新たな「Google AI Ultra」プランは、同社のI/O 2025開発者会議で発表され、月額249.99ドル(新規ユーザーは最初の3ヶ月間125ドル)で提供される。このプレミアムプランでは、GoogleのAIエコシステム全体で最高レベルの利用上限と、最先端の実験的ツールへの独占アクセスが可能となる。
注目の機能の一つが「Project Mariner」だ。これはChrome拡張機能で、キーストロークやマウスクリックを制御し、複雑なウェブタスクを自動化できる。リサーチから予約、購入まで、最大10種類のタスクを1つのダッシュボードから同時に処理できる。また、Ultraプラン加入者は、GoogleのGemini 2.5 Proモデル向け強化推論モード「Deep Think」にもアクセスでき、複数の回答を考慮した上で応答する高度な推論が可能となる。
さらに、30TBのクラウドストレージ、YouTube Premium、そしてGoogleの高度な動画生成ツール「Veo 3」への先行アクセスなどの特典も含まれる。この価格設定は、OpenAIのChatGPT Pro(月額200ドル)やAnthropicのClaude Max(月額200ドル)と同水準であり、主要AI企業が開発コストの高騰を補うための収益モデルを模索している現状を反映している。
ハードウェア面では、Googleはサムスンと共同開発したAndroid XR搭載スマートグラスも発表した。カメラ、マイク、スピーカー、そして必要に応じて情報をプライベートに表示できるレンズ内ディスプレイを備える。
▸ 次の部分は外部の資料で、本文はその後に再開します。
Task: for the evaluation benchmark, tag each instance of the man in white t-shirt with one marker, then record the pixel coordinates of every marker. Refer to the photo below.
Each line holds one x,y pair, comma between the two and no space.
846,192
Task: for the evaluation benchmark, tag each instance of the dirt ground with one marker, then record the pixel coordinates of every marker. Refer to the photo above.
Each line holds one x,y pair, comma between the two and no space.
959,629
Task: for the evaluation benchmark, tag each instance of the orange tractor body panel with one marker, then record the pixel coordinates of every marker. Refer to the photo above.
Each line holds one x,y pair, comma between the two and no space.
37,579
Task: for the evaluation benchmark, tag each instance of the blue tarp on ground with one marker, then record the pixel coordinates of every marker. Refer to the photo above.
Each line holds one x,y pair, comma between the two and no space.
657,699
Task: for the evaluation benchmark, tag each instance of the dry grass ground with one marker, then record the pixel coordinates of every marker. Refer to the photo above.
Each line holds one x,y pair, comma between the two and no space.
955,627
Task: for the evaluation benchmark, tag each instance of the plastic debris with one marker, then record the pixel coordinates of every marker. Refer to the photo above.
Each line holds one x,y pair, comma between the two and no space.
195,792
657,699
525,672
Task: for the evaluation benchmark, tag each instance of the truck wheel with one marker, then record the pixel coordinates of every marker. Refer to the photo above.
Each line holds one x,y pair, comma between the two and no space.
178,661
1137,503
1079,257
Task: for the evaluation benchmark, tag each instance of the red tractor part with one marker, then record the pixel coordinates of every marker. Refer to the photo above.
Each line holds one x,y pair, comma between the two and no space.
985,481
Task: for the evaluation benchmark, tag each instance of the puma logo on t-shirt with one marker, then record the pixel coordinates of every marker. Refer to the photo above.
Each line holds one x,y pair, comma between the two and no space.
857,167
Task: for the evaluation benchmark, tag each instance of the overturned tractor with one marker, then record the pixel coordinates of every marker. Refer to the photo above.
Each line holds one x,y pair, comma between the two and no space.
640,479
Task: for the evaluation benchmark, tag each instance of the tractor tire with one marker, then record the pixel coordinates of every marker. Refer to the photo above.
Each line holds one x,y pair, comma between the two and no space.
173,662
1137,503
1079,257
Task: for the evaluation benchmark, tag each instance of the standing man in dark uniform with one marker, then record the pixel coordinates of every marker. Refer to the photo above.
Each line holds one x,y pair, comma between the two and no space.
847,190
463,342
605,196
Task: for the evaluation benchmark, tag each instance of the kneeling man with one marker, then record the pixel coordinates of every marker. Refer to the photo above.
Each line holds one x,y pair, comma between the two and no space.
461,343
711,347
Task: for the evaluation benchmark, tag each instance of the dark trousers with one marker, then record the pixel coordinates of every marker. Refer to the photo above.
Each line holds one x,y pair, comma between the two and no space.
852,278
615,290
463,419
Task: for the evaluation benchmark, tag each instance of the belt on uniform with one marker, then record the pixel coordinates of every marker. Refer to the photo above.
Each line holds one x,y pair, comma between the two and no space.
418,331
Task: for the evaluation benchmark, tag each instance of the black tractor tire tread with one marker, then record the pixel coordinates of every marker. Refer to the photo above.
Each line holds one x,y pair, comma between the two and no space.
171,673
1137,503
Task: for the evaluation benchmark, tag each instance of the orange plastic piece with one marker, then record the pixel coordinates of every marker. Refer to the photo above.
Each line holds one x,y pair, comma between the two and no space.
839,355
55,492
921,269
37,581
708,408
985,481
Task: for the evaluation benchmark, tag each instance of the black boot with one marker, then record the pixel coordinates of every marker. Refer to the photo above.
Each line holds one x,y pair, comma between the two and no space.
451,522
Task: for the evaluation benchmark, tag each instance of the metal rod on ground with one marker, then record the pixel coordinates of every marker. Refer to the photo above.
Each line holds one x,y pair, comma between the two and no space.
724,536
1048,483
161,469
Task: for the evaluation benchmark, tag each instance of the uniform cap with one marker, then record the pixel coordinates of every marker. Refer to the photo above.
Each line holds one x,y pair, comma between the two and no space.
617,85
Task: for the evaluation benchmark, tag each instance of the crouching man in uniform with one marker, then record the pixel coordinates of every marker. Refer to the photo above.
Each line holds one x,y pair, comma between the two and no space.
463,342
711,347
デモンストレーションでは、異なる言語で会話する際に、内側のレンズにリアルタイムでテキスト翻訳を表示する機能が披露された。
GoogleはGentle MonsterやWarby Parkerなどのアイウェアブランドと提携し、Android XRグラス向けのスタイリッシュなフレームを開発。Warby Parkerとの提携には最大1億5000万ドルを投資する予定だ。現在は少数のユーザーによるプロトタイプのテスト段階であり、正式な発売日や価格はまだ発表されていない。